Early pushback began when Democratic politicians started facing severe penalties for espousing the hare-brained scheme of defunding the police. From the time the idea emerged from the bowels of prestige schools, Democratic strategists with a leash to reality, including yours truly, had warned that defunding the police was going to be a political and policy catastrophe. It was guaranteed to be a political catastrophe for Dems because poll after poll showed weak to non-existent support for the defund outside the narrow confines of the prestige-schooled professional class. And it was going to be a policy catastrophe because of its effect on police morale, resulting in underpolicing and greater violence in American cities — whose principal victims were going to be black. Both these predictions have obtained.
After yesterday’s mayoral election in New York...it has become clear that defund is an unambiguous loser. If you can’t sell it in New York City, where exactly can you sell it? But before we turn to the election, I should also note another catastrophe that is brewing for Dems. The conflict over teaching theory to kids is coming to a boil. Resistance is growing not just among Republicans and working class, but also the middle class and Democrats.
In general, it is clear that the woke ideology will, in fact, not became hegemonic. Yes, it is not going to decline and vanish. But what I am saying is that we are past peak woke — the high tide of woke hegemony is behind us. Formidable forces, going all the way up to the White House, have now mobilized to contain the woke counterrevolution. In a sense, the message here is reassuring: the pushback from below has, through the electoral-strategic computations of Democrats, generated forces that will almost surely contain this corrosive elite ideology."
Farooqui backs up his case with some quantitative analysis of the election results:
"Rentiers, not renters, supported AOC-endorsed Wiley. Rentier support was even higher for NYTimes-endorsed Garcia.
Turning to economic class, whether we use median household income, median family income, or median gross rent, we find the same pattern: Garcia and Wiley found support in posh districts; Adams and Yang found support in poorer districts.
As we have seen many times before, and Piketty has shown more recently, education gives a stronger handle on political affinity than income in the United States. The share of the district’s populace with a high school diploma is an excellent proxy for the working class. We find that they threw their weight behind Eric Adams....Adams had unambiguous support from working-class New Yorkers; Garcia was the choice of the highly educated elites....

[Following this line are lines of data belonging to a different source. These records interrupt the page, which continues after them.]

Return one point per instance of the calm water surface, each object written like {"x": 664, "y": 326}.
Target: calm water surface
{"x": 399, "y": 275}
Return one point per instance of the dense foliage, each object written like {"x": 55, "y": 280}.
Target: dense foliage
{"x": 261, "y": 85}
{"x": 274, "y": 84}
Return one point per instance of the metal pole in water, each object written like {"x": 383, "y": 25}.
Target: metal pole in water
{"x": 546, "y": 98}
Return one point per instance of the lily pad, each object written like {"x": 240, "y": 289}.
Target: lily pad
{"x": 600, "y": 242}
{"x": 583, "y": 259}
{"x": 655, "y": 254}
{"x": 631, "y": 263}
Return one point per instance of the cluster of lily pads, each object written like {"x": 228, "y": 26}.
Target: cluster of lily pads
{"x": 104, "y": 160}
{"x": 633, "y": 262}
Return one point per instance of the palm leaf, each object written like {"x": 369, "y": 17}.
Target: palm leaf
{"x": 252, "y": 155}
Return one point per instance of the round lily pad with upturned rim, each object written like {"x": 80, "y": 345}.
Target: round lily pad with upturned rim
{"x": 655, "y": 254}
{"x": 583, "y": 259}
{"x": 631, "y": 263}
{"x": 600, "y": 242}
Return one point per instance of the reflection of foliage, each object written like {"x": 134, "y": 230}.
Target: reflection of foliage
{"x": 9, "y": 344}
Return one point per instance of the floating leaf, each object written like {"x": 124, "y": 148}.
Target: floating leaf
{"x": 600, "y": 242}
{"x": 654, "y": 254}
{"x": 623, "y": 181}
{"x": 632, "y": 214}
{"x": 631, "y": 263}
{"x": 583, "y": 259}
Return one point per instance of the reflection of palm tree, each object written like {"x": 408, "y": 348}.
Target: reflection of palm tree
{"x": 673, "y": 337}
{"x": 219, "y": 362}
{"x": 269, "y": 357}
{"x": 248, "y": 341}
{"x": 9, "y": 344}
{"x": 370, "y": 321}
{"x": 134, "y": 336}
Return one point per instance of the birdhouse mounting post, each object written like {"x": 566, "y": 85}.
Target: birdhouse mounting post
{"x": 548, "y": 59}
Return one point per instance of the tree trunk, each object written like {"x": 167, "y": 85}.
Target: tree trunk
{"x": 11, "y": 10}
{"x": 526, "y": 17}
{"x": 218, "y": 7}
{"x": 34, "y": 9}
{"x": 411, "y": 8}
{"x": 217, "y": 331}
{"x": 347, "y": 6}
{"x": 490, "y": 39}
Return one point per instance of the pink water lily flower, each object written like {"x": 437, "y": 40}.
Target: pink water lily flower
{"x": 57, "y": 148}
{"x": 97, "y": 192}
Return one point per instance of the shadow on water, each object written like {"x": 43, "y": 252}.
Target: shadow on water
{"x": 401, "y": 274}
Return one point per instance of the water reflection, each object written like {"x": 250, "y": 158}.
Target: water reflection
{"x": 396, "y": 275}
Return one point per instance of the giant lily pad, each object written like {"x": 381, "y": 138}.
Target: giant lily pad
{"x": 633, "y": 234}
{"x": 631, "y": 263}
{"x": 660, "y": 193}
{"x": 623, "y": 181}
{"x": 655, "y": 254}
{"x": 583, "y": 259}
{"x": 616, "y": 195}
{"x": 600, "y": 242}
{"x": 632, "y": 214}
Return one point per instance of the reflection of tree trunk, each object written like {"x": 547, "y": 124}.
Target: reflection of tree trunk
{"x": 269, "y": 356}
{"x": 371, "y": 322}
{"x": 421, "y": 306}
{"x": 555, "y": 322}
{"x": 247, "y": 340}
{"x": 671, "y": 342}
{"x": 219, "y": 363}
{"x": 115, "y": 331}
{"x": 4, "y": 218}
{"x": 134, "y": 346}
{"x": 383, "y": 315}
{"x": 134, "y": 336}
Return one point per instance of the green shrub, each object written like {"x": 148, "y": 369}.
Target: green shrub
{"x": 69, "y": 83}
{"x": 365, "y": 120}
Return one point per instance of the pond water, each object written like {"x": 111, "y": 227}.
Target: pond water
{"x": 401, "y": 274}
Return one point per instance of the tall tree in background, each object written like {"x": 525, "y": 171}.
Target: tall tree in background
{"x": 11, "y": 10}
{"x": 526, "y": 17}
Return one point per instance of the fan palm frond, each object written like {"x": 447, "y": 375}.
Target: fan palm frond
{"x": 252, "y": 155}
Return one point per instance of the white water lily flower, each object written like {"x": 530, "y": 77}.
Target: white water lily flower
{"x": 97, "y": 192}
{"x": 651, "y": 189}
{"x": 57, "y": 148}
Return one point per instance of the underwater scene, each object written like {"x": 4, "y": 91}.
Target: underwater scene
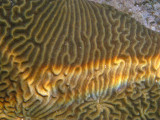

The story that emerges from this analysis is that Adams assembled a powerful coalition of working-class and middle-class New Yorkers to win the election. Meanwhile, Garcia and Wiley split the professional class between them."
Farooqui concludes, perhaps a bit too optimistically:
"The result of the New York mayoral Democratic primary is going to accelerate the process that has been underway since the presidential election. It will provide ammunition to the forces now committed to containing the woke counterrevolution. It will become harder and harder to find a Democrat willing to toe the woke party line. No Democratic politician is going to touch defund with a pole. Prestige-schooled woke education policy wonks seem unlikely to back down. But they will find a great deal of pushback; not just from without (GOP/FOX) but from within the Democratic Party.
The NYC election marks a decisive turning point not just for the woke counterrevolution but also for Democratic politics and the future of the republic. The prospects for an exit from the secular downcycle have improved as risks associated with the woke counterrevolution have receded. Perhaps Powell, Yellen and Biden can pull it off after all. This is excellent news."